King of Adab
- Reign: c. 2350 BC
- Predecessor: Possibly E-iginimpa'e
- Dynasty: Dynasty of Adab
- Religion: Sumerian religion

= Meskigal =

Sumerian king, 24th century BC

Meskigal (mes-ki-g̃al₂-la; ) was a Sumerian ruler of the Mesopotamian city of Adab. He was contemporary with Lugal-zage-si and the founder of Akkad, Sargon.

==Reign==
His reign falls mainly into the early Akkadian period.

There are fragmentary and conflicting information about Meskigal. That he originally was the governor of Adab serving king Lugalzagesi of Uruk, but then changed his allegiance to Sargon of Akkad. Later, inscriptions indicate that he participated in military expeditions under Sargon. Finally, he appear in inscriptions as a rebel against Rimush of Akkad. The timeframe here is quite extensive raising questions.

===Reign of Lugalzagesi of Uruk===
It has been suggested that Meskigal had actually defected to the Akkadian Empire, in opposition to Lugal-zage-si. Another known case is Lugalushumgal, who was also a collaborator of Akkad.

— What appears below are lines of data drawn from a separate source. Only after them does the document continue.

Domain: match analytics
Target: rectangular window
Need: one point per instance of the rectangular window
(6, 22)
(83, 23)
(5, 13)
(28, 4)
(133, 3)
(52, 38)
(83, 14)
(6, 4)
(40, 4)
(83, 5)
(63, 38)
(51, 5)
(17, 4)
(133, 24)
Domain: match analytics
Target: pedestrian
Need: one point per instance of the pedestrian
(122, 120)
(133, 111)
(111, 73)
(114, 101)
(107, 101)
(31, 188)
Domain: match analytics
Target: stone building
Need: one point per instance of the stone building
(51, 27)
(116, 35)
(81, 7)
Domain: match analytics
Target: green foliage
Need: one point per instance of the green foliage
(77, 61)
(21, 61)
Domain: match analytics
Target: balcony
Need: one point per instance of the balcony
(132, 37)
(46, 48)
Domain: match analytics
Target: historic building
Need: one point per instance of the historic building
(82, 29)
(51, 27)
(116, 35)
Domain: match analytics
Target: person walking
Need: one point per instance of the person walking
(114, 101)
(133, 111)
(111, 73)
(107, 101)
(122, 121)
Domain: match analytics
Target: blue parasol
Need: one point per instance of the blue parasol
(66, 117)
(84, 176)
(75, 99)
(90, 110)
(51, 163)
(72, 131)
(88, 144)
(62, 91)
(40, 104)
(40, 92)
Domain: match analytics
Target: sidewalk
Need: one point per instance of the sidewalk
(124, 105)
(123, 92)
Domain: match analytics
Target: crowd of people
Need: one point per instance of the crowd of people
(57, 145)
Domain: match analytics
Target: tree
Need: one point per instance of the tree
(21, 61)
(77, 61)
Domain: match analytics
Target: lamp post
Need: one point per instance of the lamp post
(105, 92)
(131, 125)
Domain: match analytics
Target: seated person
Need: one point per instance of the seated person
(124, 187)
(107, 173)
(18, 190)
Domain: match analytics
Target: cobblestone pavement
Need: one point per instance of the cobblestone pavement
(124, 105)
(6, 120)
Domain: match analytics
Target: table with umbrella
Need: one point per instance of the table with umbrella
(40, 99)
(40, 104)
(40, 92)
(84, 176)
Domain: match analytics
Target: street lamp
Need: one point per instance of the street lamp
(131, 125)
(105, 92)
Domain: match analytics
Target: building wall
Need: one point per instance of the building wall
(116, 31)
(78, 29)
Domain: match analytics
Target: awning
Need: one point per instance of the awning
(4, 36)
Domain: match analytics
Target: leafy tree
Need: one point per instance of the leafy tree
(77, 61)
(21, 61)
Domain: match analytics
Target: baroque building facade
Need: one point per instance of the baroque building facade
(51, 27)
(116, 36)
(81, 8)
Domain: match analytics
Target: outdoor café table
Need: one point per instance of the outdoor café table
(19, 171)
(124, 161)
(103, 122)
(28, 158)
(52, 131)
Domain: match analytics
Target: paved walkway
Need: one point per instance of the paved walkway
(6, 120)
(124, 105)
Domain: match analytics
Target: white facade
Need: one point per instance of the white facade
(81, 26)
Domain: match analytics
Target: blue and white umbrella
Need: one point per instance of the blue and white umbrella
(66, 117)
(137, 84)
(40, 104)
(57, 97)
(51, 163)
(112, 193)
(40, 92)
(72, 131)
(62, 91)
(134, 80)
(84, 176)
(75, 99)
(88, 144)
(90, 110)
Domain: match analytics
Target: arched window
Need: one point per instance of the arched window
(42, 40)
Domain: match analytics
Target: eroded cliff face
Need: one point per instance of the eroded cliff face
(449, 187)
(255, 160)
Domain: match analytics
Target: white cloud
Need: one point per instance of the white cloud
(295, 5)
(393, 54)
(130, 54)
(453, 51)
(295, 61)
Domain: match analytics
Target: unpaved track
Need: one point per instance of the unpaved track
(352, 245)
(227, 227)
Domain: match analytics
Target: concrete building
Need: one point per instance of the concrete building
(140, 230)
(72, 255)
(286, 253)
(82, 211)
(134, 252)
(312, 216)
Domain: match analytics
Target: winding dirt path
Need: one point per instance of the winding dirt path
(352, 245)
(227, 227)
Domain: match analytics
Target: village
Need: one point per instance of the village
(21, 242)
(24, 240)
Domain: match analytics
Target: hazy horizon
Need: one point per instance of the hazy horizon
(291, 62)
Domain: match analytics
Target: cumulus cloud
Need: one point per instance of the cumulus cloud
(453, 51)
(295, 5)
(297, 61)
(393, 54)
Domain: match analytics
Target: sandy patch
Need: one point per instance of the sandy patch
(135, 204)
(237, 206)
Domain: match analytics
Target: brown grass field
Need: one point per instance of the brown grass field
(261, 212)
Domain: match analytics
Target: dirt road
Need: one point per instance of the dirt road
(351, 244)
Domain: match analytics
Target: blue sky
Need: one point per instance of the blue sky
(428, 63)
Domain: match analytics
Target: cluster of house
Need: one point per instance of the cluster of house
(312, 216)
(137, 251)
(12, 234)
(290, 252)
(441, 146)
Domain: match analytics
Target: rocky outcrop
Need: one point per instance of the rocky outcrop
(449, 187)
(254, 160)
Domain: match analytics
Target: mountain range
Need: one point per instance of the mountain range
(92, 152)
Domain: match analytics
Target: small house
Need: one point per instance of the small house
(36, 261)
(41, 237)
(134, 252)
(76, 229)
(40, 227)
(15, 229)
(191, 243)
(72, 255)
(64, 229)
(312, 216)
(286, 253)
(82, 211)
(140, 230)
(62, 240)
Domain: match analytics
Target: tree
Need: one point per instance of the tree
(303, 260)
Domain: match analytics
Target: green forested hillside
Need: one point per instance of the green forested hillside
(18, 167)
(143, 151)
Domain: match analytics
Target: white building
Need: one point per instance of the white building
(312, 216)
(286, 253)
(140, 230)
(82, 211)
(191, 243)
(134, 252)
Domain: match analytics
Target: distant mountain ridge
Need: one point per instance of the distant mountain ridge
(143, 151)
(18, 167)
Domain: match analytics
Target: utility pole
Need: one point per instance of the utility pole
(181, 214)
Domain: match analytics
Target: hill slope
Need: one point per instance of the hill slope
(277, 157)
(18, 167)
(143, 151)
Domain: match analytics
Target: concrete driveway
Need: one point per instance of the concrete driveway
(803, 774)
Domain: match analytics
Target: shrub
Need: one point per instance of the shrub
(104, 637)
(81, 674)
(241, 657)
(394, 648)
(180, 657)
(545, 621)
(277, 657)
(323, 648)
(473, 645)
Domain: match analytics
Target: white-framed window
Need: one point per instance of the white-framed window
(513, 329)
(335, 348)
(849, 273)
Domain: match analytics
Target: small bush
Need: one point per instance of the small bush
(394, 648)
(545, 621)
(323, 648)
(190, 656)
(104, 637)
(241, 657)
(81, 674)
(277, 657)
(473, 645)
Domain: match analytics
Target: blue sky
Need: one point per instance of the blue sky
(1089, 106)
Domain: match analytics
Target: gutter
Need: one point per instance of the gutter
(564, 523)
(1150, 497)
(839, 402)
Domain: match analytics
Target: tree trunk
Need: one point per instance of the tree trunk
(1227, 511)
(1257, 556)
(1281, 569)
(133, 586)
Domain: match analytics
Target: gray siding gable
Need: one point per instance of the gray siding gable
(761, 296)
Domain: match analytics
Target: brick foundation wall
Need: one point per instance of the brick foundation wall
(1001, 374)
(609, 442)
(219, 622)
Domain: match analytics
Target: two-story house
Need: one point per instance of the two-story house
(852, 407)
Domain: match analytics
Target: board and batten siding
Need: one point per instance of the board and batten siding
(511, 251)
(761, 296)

===Reign of Sargon of Akkad===
In a fragmentary inscription, he claimed to have been on an expedition to the "Mountain of the Cedar forests" (, ^{KUR}g̃eš-erin, Lebanon), perhaps together with Sargon I:

"For Ninšubur, the minister of An, for the life of Meskigal, ruler of Adab, (...) from the cedar mountains. (...) For the life of his wife and children to Ninšubur his goddess he dedicated it (this statue). Though (my) ... Prayer Have Compassion!"
— Inscription of Meskigal

===Reign of Rimush of Akkad===
It is uncertain if this is the same Meskigal being mentioned in these several inscriptions.

According to an inscription however, the Akkadian ruler Rimush, successor of Sargon, captured him following a rebellion:

"Rimuš, king of the world, in battle over Adab and Zabalam was victorious, and 15,718 men he struck down, and 14,576 captives he took. Further, Meskigala, governor of Adab, he captured, and Lugalgalzu, governor of Zabalam, he captured. Their cities he conquered, and their walls he destroyed. Further, from their two cities many men he expelled, and to annihilation he consigned them"
— Adab and Zabalam Inscription of Rimus.

===The Statue of Meskigal===
There is a statue of Meskigal in the Baghdad Museum, in a style reminiscent of Akkadian statuary. Meskigal is also known from inscriptions.